According to the Environment Agency it was not an open meeting, but an information gathering exercise with parish and town councillors.

I hope they go with the groins option. It would be costly but you cannot put a price on life.

Coun Malcolm Gabbitas

Coun Malcom Gabbitas, the flood warden on Skegness Town Council, was there. He said: “Six million pounds a year has been spent on putting sand on the beach for the past 15 years, only for it to be blown away or pushed further down the coast.

“You can never stop flooding but you can stop a lot of the damage by taking the power out of waves.

“Various options were discussed – beaches without control (putting sand on them), beaches with control structure (groins and rocks), sea walls with no beach and segments along coast (shingle).

”Sea walls with no beach and putting shingle on beaches was obviously not a popular choice as taking sand away would be bad for tourism.

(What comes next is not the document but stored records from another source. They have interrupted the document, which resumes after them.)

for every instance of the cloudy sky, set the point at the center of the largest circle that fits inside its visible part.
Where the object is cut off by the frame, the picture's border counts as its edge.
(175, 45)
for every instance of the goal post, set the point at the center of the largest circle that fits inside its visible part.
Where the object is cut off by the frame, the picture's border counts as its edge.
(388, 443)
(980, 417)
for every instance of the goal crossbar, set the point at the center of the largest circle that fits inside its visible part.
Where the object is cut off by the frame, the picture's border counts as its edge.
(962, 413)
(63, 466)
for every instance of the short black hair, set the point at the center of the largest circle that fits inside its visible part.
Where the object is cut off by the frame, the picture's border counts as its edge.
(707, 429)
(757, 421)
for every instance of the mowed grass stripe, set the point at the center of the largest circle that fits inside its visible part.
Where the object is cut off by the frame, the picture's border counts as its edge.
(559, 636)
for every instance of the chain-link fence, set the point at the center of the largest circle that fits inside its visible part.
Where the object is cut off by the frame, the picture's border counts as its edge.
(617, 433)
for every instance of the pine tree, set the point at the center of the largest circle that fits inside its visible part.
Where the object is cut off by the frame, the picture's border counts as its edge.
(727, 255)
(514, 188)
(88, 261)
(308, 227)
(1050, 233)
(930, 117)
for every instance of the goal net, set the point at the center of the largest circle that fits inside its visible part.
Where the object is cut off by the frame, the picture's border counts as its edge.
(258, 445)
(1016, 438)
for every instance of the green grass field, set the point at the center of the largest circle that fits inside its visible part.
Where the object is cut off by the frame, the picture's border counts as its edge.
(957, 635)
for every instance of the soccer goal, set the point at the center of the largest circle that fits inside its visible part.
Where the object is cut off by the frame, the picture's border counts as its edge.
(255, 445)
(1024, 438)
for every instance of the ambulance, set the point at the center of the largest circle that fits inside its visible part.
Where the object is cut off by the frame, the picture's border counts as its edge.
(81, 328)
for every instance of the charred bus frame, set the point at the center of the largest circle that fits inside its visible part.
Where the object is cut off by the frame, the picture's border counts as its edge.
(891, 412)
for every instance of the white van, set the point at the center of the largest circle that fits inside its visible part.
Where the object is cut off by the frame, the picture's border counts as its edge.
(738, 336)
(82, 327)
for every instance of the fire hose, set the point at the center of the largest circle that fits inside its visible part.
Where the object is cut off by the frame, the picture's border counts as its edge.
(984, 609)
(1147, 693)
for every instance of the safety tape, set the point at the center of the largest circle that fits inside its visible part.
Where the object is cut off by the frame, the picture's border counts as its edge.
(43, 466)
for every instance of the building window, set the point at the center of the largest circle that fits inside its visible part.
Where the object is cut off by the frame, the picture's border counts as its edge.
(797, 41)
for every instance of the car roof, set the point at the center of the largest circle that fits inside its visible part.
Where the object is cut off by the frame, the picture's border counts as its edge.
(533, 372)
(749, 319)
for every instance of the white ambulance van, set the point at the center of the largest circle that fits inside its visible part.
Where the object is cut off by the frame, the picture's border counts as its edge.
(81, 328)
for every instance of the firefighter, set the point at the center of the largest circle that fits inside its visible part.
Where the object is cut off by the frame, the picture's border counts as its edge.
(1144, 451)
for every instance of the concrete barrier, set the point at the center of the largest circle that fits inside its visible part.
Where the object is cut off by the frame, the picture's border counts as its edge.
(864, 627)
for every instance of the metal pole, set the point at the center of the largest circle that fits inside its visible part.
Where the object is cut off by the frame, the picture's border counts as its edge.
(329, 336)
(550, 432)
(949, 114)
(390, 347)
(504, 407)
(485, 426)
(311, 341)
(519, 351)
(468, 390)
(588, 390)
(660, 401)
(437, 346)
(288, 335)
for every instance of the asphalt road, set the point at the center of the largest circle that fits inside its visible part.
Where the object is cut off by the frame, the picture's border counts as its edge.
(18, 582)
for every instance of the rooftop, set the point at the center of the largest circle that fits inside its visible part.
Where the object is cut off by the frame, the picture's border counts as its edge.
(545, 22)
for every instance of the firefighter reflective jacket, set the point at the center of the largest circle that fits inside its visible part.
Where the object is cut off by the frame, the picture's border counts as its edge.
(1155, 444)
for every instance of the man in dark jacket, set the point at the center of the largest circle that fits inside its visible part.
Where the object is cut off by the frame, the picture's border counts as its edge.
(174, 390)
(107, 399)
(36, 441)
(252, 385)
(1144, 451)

“I hope they go with the groins option. It would be costly but you cannot put a price on life.

“And this create bring the possibility of a marina. Mablethorpe would be the best place for this. 
“Building a pier, which would be an extension of the flood defence which you could walk on and not what we think of with amusements, could create a small harbour for yachts and small vessels.

“I will be reporting back to the town council and there is a long way to go yet. But as flood warden this is something I’m passionate about. As I said, you cannot put a price on life.

A spokesman for the Environment Agency said: “The meeting was a workshop event with parish and town councillors along the Lincolnshire coastline, between Saltfleet and Gibraltar Point. It’s part of a series of events taking place this month with various stakeholders to seek their initial thoughts on different approaches to managing coastal flood risk in the future.

“These are very early-on events, designed to help narrow down and shape the options that will form a public consultation next summer.”